Copyright is the right someone has when they create something with their mind to legally own what they have made. When they create something, called a "work", they own all the rights to that work. The rights to a work are automatic. You don't have to register your copyright or tell people it's copyrighted. All you have to do is draw something, or take a picture of something, or write something, or otherwise artistically create something, and your work has copyright. You can't lose that right just by sharing it with people on the Internet, so putting something on a website doesn't make it "public domain" and free for other people to put on their websites, no matter how easy it is to do.

The first problem most people have is they see something on a website that doesn't say it's copyrighted or says it's free for you to use, so they think it's ok. There's a few problems with that. Number one, a lot of times other people are just like you, they put stuff on their website from somewhere else. If the website you got the stuff from didn't create it in the first place, then they aren't the owners of the copyright. They can say something has no copyright, but their saying that doesn't make it true. Second, even if they don't mention copyright, it's copyrighted. Works are legally owned by the person who made them. The United States used to require people to mention a copyright, but since 1989 that is no longer true.
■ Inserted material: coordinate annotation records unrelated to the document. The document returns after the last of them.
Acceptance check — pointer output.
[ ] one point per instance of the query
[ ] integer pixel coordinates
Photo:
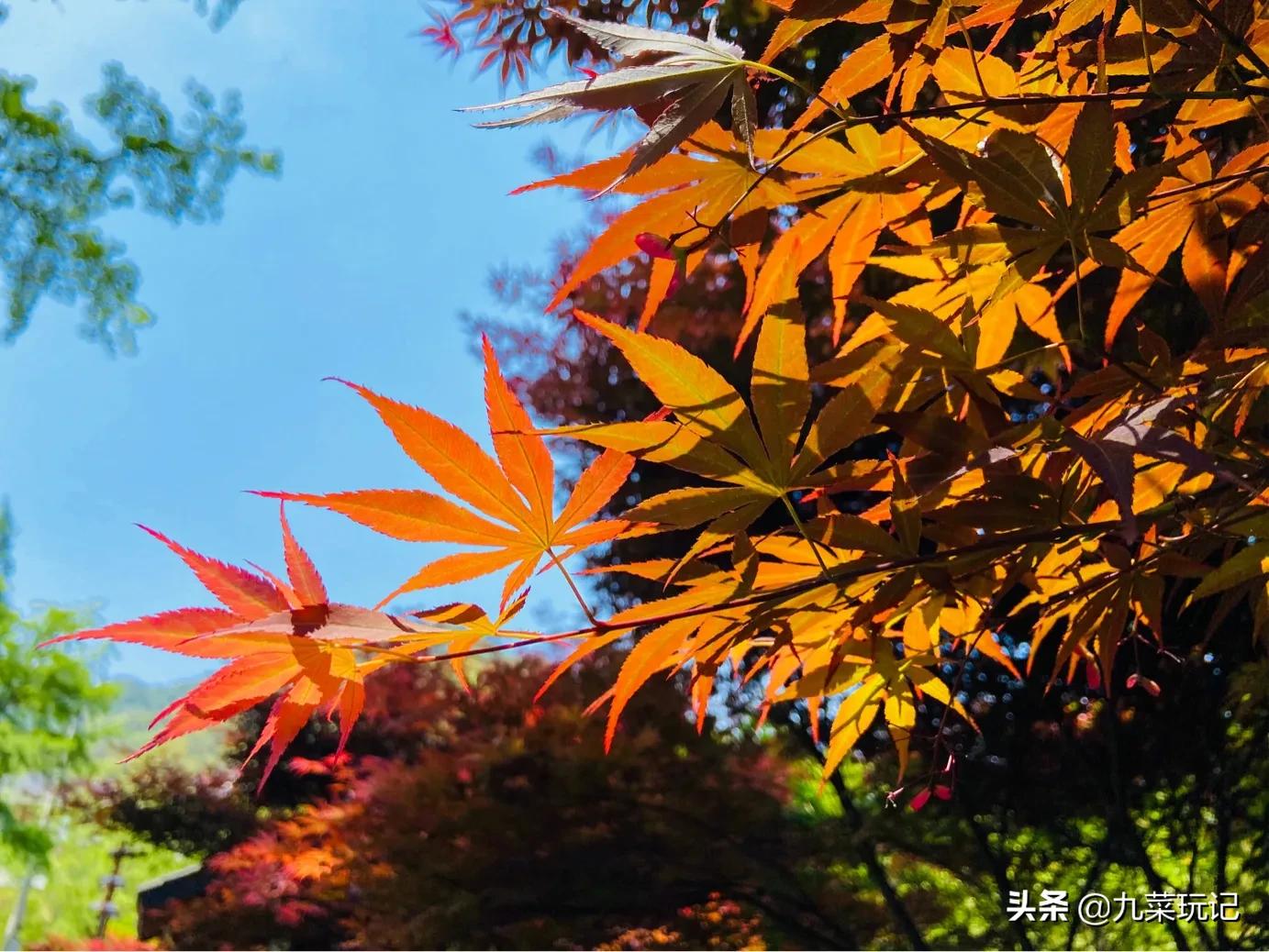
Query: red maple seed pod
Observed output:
(653, 245)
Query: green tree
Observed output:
(57, 186)
(46, 702)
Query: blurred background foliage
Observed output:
(490, 819)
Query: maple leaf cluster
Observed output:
(1050, 468)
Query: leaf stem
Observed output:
(567, 577)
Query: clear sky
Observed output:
(387, 218)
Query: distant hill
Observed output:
(127, 725)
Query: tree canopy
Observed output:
(938, 328)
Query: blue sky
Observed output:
(387, 218)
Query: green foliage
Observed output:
(56, 186)
(46, 702)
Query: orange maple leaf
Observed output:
(512, 513)
(279, 637)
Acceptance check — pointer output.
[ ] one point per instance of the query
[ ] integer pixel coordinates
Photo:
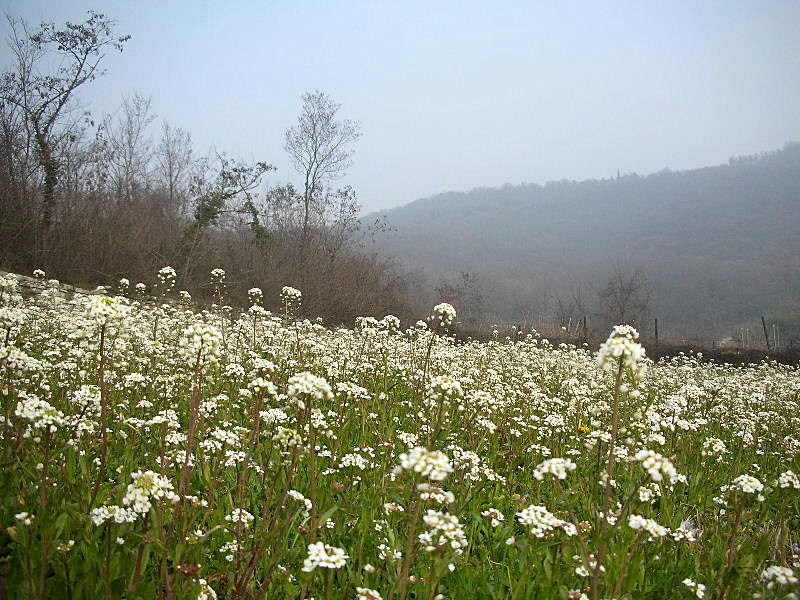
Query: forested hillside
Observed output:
(715, 247)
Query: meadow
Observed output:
(152, 449)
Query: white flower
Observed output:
(748, 484)
(200, 338)
(25, 518)
(621, 345)
(658, 466)
(105, 309)
(308, 385)
(496, 516)
(148, 485)
(239, 515)
(639, 523)
(542, 520)
(698, 588)
(444, 313)
(444, 531)
(777, 575)
(322, 555)
(788, 479)
(433, 464)
(557, 467)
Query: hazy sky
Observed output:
(456, 95)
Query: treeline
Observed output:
(706, 251)
(91, 201)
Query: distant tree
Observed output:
(174, 162)
(42, 93)
(466, 294)
(320, 147)
(625, 297)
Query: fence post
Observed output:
(766, 335)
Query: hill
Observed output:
(719, 246)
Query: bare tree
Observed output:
(320, 147)
(174, 162)
(625, 297)
(129, 147)
(44, 95)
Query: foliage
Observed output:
(153, 451)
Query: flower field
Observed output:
(151, 450)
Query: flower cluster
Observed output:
(433, 464)
(201, 339)
(307, 385)
(621, 345)
(541, 521)
(324, 556)
(148, 485)
(658, 466)
(557, 467)
(106, 309)
(444, 314)
(444, 531)
(640, 523)
(166, 277)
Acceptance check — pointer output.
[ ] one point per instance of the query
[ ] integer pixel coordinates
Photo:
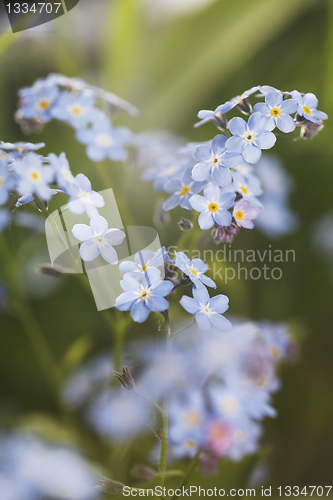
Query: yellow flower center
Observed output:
(213, 207)
(44, 104)
(185, 190)
(76, 110)
(34, 175)
(190, 443)
(275, 112)
(144, 294)
(193, 419)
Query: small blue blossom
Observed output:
(76, 110)
(195, 269)
(104, 141)
(33, 176)
(181, 190)
(140, 299)
(7, 181)
(83, 199)
(278, 111)
(207, 311)
(37, 101)
(143, 260)
(250, 138)
(307, 107)
(63, 175)
(215, 161)
(213, 206)
(98, 239)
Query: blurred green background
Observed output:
(170, 67)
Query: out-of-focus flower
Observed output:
(98, 239)
(250, 138)
(140, 299)
(243, 214)
(195, 269)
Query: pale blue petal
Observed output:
(220, 322)
(237, 126)
(139, 312)
(190, 305)
(109, 254)
(99, 225)
(82, 232)
(219, 303)
(266, 140)
(205, 220)
(251, 153)
(89, 250)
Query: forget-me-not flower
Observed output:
(215, 161)
(141, 298)
(195, 269)
(207, 311)
(307, 107)
(181, 190)
(243, 214)
(213, 206)
(76, 110)
(277, 111)
(250, 138)
(33, 176)
(83, 199)
(98, 239)
(143, 260)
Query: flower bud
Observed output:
(125, 378)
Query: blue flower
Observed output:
(7, 181)
(250, 138)
(307, 107)
(182, 189)
(140, 299)
(207, 311)
(98, 239)
(62, 171)
(83, 199)
(37, 101)
(143, 260)
(34, 177)
(215, 161)
(195, 269)
(278, 111)
(4, 219)
(104, 141)
(76, 110)
(213, 206)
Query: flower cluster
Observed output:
(151, 278)
(32, 469)
(217, 391)
(73, 101)
(224, 167)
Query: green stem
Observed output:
(28, 318)
(189, 472)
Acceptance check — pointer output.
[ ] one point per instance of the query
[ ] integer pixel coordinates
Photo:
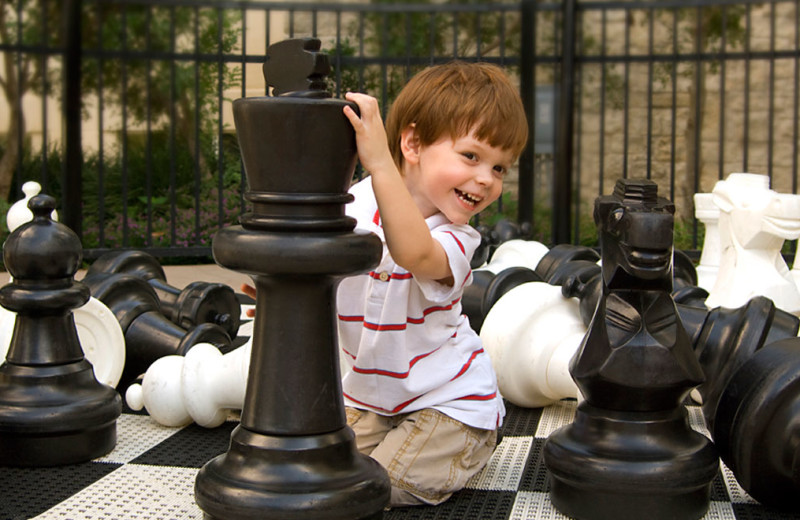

Another common problem people have is where the website says their stuff is "free" to use or "unrestricted", or they say it is ok for personal or non-commercial use. This is where Commons is different than most websites. Commons has a rule, called Commons:Licensing that says a work must not just be free of charge, but must also have freedom for people to use the work commercially (for a business) and to create "derivative works".

A derivative work is where you take someone else's work and change it, or derive something from it. It can be something small like drawing a moustache on a painting, or it can be something like taking a picture of a statue, or taking a photograph and drawing a picture of it. Most of the times when people tell you it's ok or free to use their work they only mean you can use the work on your own website. They usually aren't giving you commercial rights or the right to make derivative works. Since Commons requires stuff to be free for that too, it doesn't allow stuff that's just free of charge.

What's the difference? Well, think of it like free beer at a party. You get invited over and you can drink as much as you want, but there's still a lot of stuff it's not ok to do. It's usually not ok to take beer home to drink later. That would be stealing, even if you can drink as much as you want at the party. Also, some parties might not like you to get too drunk and get loud. It's also usually not ok to puke on the furniture. And of course it's illegal to drive home drunk. So even though the beer is free, there is still a lot of stuff you can't do with it! So when Commons says a work must be free, they mean "free" in a sense most people don't understand. You have to have more than just the right to partake of the work, but also many more rights.

The right to make derivative works is also something most people don't understand fully. When you copy something from a webpage, or take a picture of a statue, or scan something from a book, or make a screen capture from a TV show, you are creating a derivative work. The work is new because it is transformed into something new. But you still don't own your derivative work just because you made it. You are copying somebody else's work. And unless you had the right to make the derivative in the first place, the work is still owned by the people whose work you are copying. They still own the copyright, so you can't upload a derivative to Commons unless you have the right to.

Some countries have a rule in their law called freedom of panorama. You can click that link to see if your country is on the list. Freedom of panorama means it is ok to take a picture of a statue or sculpture in your country and put it on Commons. This is one of the few times Commons will allow a derivative work without permission from the person who owns the copyright.

So is there anything you can upload to Commons? Yes, there is. You can upload anything that is public domain or has a free license. On Flickr, if you look in the lower right hand corner of the page, it will tell you what license a photograph has. All rights reserved is what it usually says, and that's not free for Commons. If it says "Some rights reserved" that means it is under a Creative Commons license. If you hover your mouse over the words, and see where it links to, you can see which license they are using. The NC (non-commercial) and ND (no derivatives) ones are not ok for Commons, because Commons requires those rights be available. CC-BY and CC-BY-SA are the ones that are ok for Commons.

Of course, if the picture doesn't belong to the Flickr user to begin with, then their license is false. They can't take someone else's work and put a license they don't own on it.

What is public domain? Public domain means a work is old enough that the author's rights have legally expired. In European countries, this happens 70 years after the author died. Other countries might have different rules. It is important to know what the rule is for the country the work was first published in. Commons:Licensing and Wikipedia:FAQ/Copyright are good places to start for more information. If you have questions about a specific country, Village Pump or Commons:Help desk are good places to ask. Remember, something isn't public domain just because it's old, or because somebody said so. It is public domain because the rights have specifically expired by law.